Standard Chartered Upgrades Asia ex-Japan Equities to Overweight, Favoring Taiwan and Mainland China Markets

Taylor Wilson
Published 2026-06-22About 5 min read

Standard Chartered raised Asia ex-Japan stocks to overweight, citing the region's top-ranked earnings growth outlook for 2026–2027 — driven by AI spending and the semiconductor supply chain — a clear signal to add exposure for investors with Asia-Pacific positions.

01

Why upgrade Asia-Pacific now?

The core argument: Asia ex-Japan is forecast to post the fastest earnings growth among all major markets in 2026–2027.
This means → the call is not about cheapness — it is about profit momentum. Capital follows earnings.
Two engines behind it: expanding AI-related capital expenditure + strong semiconductor supply-chain activity.
02

Within the region, how does the pecking order work?

Taiwan ranks first — its global leadership in chip manufacturing makes it the most direct AI beneficiary.
Mainland China ranks second. Standard Chartered highlights a double play: low valuations + innovation strength. In plain terms = it is both cheap and has a technology story to tell.
India ranks third, on a different thesis entirely: domestic-demand-driven growth, largely separate from the AI/semiconductor narrative.
03

What does Standard Chartered's global picture look like?

Global CIO Steve Brice said the bank maintains an overweight on global equities overall, favoring the U.S. and Asia ex-Japan.
It also likes two hedging assets: emerging-market dollar bonds and gold.
This reflects a barbell framework — equities for growth, bonds and gold for protection. Neither hand lets go.
04

What assumptions are baked into this call?

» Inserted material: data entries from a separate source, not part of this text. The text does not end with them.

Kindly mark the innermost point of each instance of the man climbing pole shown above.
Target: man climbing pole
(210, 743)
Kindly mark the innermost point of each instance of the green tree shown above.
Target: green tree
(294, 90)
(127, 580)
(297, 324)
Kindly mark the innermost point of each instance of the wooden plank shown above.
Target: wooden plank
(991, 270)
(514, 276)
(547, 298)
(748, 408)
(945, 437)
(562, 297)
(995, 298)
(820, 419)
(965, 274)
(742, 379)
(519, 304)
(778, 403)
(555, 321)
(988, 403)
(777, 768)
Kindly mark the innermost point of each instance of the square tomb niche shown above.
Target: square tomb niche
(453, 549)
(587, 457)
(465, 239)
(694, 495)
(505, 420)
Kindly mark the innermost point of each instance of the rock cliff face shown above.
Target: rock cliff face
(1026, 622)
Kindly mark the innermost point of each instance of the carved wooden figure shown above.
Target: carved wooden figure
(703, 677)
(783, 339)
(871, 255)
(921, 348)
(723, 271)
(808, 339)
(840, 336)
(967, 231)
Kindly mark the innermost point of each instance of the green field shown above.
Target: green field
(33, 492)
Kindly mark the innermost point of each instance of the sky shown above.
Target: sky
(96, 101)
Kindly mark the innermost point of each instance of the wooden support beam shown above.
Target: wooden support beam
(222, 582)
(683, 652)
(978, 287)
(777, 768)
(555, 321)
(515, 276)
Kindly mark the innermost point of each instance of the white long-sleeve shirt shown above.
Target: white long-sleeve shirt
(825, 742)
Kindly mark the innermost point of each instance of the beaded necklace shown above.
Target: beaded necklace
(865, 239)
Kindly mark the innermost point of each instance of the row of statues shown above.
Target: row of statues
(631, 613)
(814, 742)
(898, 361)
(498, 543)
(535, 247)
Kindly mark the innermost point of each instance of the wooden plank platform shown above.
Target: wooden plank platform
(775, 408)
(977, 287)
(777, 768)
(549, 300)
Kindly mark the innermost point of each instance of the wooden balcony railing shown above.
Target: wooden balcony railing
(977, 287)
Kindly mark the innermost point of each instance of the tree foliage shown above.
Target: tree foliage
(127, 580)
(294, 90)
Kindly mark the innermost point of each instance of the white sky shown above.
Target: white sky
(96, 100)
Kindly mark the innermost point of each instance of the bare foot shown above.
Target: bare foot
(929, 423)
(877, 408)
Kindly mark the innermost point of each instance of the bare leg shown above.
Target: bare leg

The base case assumes Strait of Hormuz shipping resumes within weeks. This means → if the disruption persists, Asia's oil-import costs spike, and the entire "overweight Asia" thesis takes a hit.
Specific targets: S&P 500 at 7,950 by mid-2027; gold at $5,100 per ounce over the same period.
In plain terms = Standard Chartered is betting on "geopolitical risk stays contained, growth continues." Investors need to decide whether that premise holds.

Content is for reference only, not financial advice.